Later, as I tried to figure out why data being blasted from the master was not being written to flash on the slave, I realized I needed a way for the slave to tell me more complicated things than what was possible by flashing a single LED. It occurred to me that the slave has a serial port, so why not just send debugging texts to me that way? That seemed simple in theory, but in practice, all I could get the serial port to do from the bootloader C environment was give me non-deterministic garbage. I thought maybe the baud rate was off due to some timing mixup, but no matter what baud rate I tried to view the data with, it was chaos. ChatGPT tried to help me fix the problem, but none of its suggestions worked, and soon I was stuck in another LLM doom loop.

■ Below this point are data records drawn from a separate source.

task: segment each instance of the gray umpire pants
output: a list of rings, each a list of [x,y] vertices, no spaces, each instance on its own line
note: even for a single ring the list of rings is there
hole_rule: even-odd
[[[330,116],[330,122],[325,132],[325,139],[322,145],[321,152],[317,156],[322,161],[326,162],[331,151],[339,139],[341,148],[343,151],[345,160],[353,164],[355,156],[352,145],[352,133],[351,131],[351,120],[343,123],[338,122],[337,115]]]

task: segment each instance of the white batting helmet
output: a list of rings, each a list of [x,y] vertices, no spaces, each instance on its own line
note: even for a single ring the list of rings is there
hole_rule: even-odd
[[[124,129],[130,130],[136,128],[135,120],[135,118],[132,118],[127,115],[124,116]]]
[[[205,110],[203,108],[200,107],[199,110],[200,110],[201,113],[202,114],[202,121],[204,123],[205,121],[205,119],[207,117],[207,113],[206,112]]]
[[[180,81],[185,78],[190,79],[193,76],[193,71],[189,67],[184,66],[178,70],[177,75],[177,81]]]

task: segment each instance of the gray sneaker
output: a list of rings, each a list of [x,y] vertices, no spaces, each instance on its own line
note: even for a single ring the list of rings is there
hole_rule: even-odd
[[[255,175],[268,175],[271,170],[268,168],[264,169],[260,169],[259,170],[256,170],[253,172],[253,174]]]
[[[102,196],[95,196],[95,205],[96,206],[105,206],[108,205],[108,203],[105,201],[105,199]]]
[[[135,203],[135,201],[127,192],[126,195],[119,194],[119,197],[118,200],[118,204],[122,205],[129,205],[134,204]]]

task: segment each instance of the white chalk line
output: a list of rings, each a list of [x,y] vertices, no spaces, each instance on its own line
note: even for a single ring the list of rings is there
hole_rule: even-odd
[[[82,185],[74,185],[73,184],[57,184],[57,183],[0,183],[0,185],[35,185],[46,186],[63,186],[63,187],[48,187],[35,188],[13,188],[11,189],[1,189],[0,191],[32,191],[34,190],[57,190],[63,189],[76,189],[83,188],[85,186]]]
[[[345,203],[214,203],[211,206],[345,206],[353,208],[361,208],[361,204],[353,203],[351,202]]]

It was actually nice to be able to take a break to walk Charlotte at around 3:30pm; we went up the Farm Road and then back through the scrub forest in the highlands to its west. There was about six inches of very soft snow on the ground, as temperatures had remained very cold since it fell.
Back at the house, I cooked spaghetti with broccoli again and had a pan full of onions (red and yellow), tofu, and crimini mushrooms. I was only cooking one meal this week, so of course it had to be spaghetti. After watching two episodes of Jeopardy!, I immediately went into the laboratory to resume my I2C bootloader experiments. Later when I came to bed, Gretchen commented that it would be nice in the future if we could have at least one conversation per day, perhaps at the end of the dinner we watch in front of the teevee. I get the feeling my I2C bootloader obsession has made us a bit more into ships passing in the night. I've never even mentioned that I am working on it to her, since I can't imagine her understanding what the hell it does (or why we have a need for I2C slaves to begin with).